Consumer goods giant Procter & Gamble (NYSE: PG  ) , advised by investment bank Morgan Stanley, was on one side. Up-and-coming snack slinger Diamond Foods (Nasdaq: DMND  ) , with Bank of America's Merrill Lynch in its corner, was on the other.

Up for grabs: Pringles and $2.35 billion.

So who ended up the winner in this salty snack deal? And, maybe more importantly, with the deal structure a relatively unusual one that will give P&G shareholders the option to swap their shares for Diamond shares, is it worthwhile for P&G investors to jump ship?

Let's dig in.

The price
Based on information that Diamond provided in a press release, combined with previous guidance issued by Diamond, I estimate Pringles is expected to show roughly $1.5 billion in revenue and $240 million in EBITDA during Diamond's 2011 fiscal year. With a total deal value of $2.35 billion, Diamond was buying (and P&G was selling) at 1.6 times revenue and 9.8 times EBITDA.

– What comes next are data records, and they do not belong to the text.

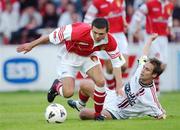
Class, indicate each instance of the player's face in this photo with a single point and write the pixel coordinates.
(99, 34)
(147, 72)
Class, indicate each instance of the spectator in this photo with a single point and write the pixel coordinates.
(50, 17)
(68, 16)
(30, 21)
(9, 22)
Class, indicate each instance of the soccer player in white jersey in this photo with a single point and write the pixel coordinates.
(114, 12)
(139, 97)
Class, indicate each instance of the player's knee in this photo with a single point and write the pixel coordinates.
(100, 82)
(82, 115)
(68, 93)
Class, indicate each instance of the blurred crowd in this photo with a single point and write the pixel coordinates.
(25, 20)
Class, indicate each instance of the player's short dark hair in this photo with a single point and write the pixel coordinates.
(159, 67)
(101, 23)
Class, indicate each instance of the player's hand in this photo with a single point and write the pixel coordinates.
(163, 116)
(153, 36)
(120, 92)
(24, 48)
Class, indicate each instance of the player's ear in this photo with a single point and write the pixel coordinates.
(154, 75)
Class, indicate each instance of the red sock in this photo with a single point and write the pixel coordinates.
(83, 97)
(111, 84)
(99, 96)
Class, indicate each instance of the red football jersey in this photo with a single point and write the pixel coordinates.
(158, 16)
(79, 39)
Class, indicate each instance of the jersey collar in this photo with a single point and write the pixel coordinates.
(146, 85)
(102, 42)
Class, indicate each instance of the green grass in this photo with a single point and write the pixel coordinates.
(25, 111)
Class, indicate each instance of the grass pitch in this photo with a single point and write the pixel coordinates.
(25, 111)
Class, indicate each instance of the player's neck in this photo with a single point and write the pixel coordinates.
(147, 83)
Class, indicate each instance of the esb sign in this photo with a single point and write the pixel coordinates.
(20, 70)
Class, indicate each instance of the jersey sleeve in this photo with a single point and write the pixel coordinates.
(112, 50)
(61, 34)
(90, 14)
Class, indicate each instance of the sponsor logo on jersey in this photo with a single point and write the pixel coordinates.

For sake of comparison, here is what comparable-company multiples look like.


Forward Revenue Multiple

Forward EBITDA Multiple

Kraft (NYSE: KFT  ) 1.6 9.3
Kellogg (NYSE: K  ) 2.0 10.3
Snyder's-Lance (Nasdaq: LNCE  ) 1.0 9.3
PepsiCo (NYSE: PEP  ) 1.9 9.5
Average 1.6 9.6

Source: Capital IQ, a Standard & Poor's company.

Apparently, the investment bankers were looking at a very similar set of comps. It would appear that the price was pretty fair for both sides, so it's tough to give an edge here.